Her doctors at MD Anderson were planning a clinical trial for a new drug against CML, called Gleevec. Virginia enrolled.
The drug quickly normalized Virginia's blood counts, and reduced the percentage of her blood cells containing the Philadelphia chromosome, so-called "Ph-positive" cells.
VIRGINIA GARNER: It took two weeks and my blood counts were normal. About two weeks; that's all. It took a few months for my bone marrow to get down to miniscule amounts of the Ph-positive cells, but it's there.
ANNOUNCER: As with all drugs, side effects with Gleevec do occur. Some, like fluid retention, were mild, and easy to cope with. Abnormalities in Virginia's blood cell counts, however, were more serious.

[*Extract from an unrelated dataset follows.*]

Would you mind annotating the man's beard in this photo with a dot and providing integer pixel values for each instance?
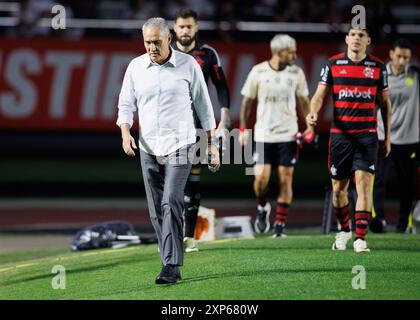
(186, 41)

NEIL SHAH, MD: Virginia's experience with Gleevec was notable for the development of swelling around the eyes, what we call periorbital edema as well as in the extremities. That didn't seem to bother her too much. More significantly for us, was she did develop some hematologic toxicity. Her hemoglobin fell and her platelet counts fell.
Her white count fell, which we wanted it to. It didn't fall to a dangerously low level. But the most significant toxicity she experienced was with respect to her platelets.
It was a potentially serious problem. The risk is that the patient may develop some spontaneous bleeding and we would like to try to avoid that.
ANNOUNCER: Gleevec was proving too important for Virginia to stop altogether. Instead, her doctors decided on a temporary halt, to give her platelet-producing bone marrow a rest.
NEIL SHAH, MD: Dose interruption was employed and then reinstitution of the drug once her counts had risen significantly.
VIRGINIA GARNER: I go for about three months on the dosage of Gleevec and then my platelets are low enough that I need to go off. I stay off for about two weeks and my platelets come back and I go back on the drug.
Interruptions in medical therapy can sometimes decrease the effectiveness of a drug. But Virginia's response to Gleevec remains strong.
NEIL SHAH, MD: Clearly in her case she's been on the drug now nearly five years and is doing remarkably well.
VIRGINIA GARNER: I'm very happy that my experience with Gleevec is working out, even though I do have to take a rest from it occasionally.